È interessante notare come il brano del Vangelo presenta tre varianti rispetto al testo di Isaia. L’evangelista Luca omette o aggiunge qualcosa. Tra queste tre varianti, la più interessante è che il Vangelo di Luca omette, non riporta, salta un’espressione di Isaia. L’espressione di Isaia che Luca non riporta è questa: “Il giorno di vendetta per il nostro Dio”. Questa espressione nel Vangelo non c’è! C’è l’anno di grazia, ma non il giorno di vendetta!

Quale salutare rimprovero per noi, tentati spesso di essere, come dice Papa Francesco, i controllori della grazia più che i suoi facilitatori! Ma è soltanto una nota, piccola nota!

Cari fratelli, presbiteri, religiosi, laici e laiche, come non vedere in quell’elenco di azioni di Isaia e del Vangelo di Luca – “portare il lieto annuncio ai poveri”, “la liberazione degli schiavi” … – il servizio della nostra Chiesa nei suoi vari ministeri, il servizio di voi soprattutto carissimi presbiteri, diaconi; voi, catechisti e catechiste; voi insegnanti di religione; voi ministri degli infermi, degli ammalati; voi Caritas, parrocchiali e diocesana, operatori di misericordia; voi che lavorate con i fratelli vittime delle dipendenze, i carcerati, gli ammalati. E’ l’opera di Gesù che continua. E’ quasi un Giubileo permanente anche nella nostra Chiesa di Acerra.

Due anni fa, in occasione dei dieci anni di servizio episcopale in mezzo a voi, mi avete donato questa casula che indosso, insieme alla mitria. E’ disegnata da tante api! Questa decorazione ha un valore simbolico, si ispira probabilmente a Sant’Apollinare, a Ravenna: il vescovo è l’ape regina che, procedendo in mezzo all’assemblea liturgica, come abbiamo fatto pochi minuti fa, porta con sé all’altare le api, il popolo di Dio.

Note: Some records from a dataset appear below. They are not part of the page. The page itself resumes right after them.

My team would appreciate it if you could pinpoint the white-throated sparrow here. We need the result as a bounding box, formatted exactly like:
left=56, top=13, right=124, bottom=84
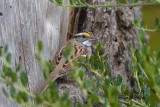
left=34, top=32, right=96, bottom=95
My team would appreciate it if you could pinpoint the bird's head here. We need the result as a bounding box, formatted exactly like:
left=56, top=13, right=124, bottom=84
left=73, top=32, right=98, bottom=46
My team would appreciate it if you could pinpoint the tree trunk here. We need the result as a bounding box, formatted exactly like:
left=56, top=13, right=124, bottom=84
left=0, top=0, right=141, bottom=107
left=85, top=0, right=141, bottom=90
left=58, top=0, right=141, bottom=103
left=0, top=0, right=67, bottom=107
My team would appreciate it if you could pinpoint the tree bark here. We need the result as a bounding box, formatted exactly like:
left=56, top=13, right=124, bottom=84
left=58, top=0, right=141, bottom=103
left=0, top=0, right=141, bottom=107
left=0, top=0, right=68, bottom=107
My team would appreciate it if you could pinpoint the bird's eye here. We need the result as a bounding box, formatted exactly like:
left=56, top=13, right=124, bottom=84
left=84, top=32, right=91, bottom=37
left=83, top=40, right=92, bottom=46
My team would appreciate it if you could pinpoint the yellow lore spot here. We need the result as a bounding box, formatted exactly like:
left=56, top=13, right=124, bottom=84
left=84, top=32, right=91, bottom=37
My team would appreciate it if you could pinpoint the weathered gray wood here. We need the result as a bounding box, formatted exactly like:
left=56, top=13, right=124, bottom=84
left=0, top=0, right=67, bottom=107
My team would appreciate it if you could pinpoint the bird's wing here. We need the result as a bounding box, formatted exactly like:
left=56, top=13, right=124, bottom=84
left=34, top=41, right=88, bottom=95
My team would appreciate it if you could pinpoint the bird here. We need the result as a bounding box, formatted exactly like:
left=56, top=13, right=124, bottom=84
left=34, top=32, right=96, bottom=95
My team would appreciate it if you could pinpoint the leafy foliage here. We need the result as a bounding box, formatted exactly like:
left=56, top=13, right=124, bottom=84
left=0, top=0, right=160, bottom=107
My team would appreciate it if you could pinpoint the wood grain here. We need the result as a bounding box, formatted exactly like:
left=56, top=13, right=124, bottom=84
left=0, top=0, right=67, bottom=107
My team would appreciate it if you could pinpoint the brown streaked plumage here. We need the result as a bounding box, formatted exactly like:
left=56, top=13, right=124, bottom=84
left=34, top=38, right=91, bottom=95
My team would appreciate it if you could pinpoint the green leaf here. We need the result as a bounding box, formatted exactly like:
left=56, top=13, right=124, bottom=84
left=4, top=45, right=8, bottom=53
left=3, top=66, right=18, bottom=83
left=20, top=72, right=28, bottom=86
left=37, top=41, right=43, bottom=52
left=35, top=95, right=43, bottom=104
left=114, top=75, right=122, bottom=86
left=96, top=41, right=103, bottom=52
left=155, top=17, right=160, bottom=31
left=16, top=64, right=21, bottom=72
left=17, top=92, right=28, bottom=102
left=2, top=88, right=8, bottom=97
left=0, top=47, right=2, bottom=56
left=10, top=87, right=16, bottom=98
left=63, top=44, right=73, bottom=59
left=6, top=53, right=12, bottom=64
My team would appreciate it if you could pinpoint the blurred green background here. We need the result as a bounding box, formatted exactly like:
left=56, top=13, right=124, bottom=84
left=142, top=5, right=160, bottom=53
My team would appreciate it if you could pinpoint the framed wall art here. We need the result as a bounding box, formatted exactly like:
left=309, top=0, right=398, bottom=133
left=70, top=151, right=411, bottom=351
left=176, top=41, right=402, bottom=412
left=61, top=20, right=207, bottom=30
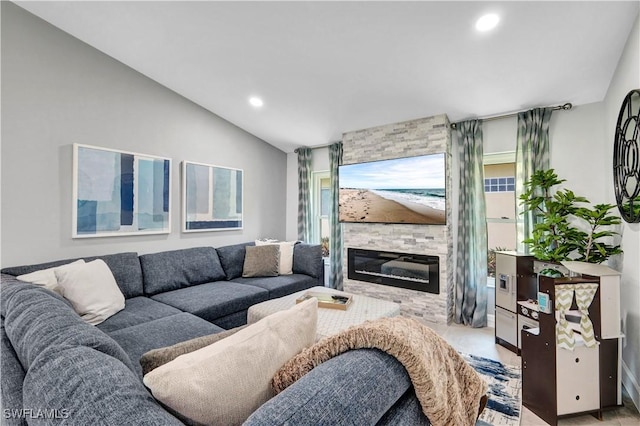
left=72, top=144, right=171, bottom=238
left=182, top=161, right=244, bottom=232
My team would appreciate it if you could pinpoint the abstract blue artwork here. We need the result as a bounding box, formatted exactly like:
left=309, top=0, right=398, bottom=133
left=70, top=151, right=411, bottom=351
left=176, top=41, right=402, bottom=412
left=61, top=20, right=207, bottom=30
left=182, top=161, right=243, bottom=232
left=73, top=144, right=171, bottom=238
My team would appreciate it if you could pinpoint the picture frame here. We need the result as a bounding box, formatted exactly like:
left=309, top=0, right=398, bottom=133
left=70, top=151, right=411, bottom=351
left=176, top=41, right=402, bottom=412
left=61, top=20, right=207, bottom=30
left=72, top=144, right=171, bottom=238
left=182, top=161, right=244, bottom=232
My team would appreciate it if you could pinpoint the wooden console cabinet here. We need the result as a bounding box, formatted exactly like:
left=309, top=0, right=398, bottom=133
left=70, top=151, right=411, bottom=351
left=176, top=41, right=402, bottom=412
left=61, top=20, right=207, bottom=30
left=521, top=265, right=622, bottom=426
left=495, top=251, right=537, bottom=354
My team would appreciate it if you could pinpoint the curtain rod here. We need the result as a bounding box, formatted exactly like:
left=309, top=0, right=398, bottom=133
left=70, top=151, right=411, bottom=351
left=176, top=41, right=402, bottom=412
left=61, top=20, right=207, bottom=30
left=293, top=141, right=342, bottom=154
left=450, top=102, right=573, bottom=129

Secondo gli antichi Padri, la comunità formata dalle api, da questi piccoli e operosi insetti, è modello della comunione fra i credenti, e della concordia della pace fra i cittadini. Da notare che anche a noi, qui nella città di Acerra, per chi viene da Napoli alle porte di Napoli, all’ingresso della città c’è un cartello che indica Acerra, e poi sotto c’è scritto: “Acerra, città delle api e delle donne”.

Lasciamo stare le donne. Ma “Città delle api, Acerra”. Mi sono chiesto molto volte: Perché? Come mai? Suppongo per il fatto che le api sono sentinelle dell’aria pulita. E dire questo per la città dell’inceneritore significa dire molto.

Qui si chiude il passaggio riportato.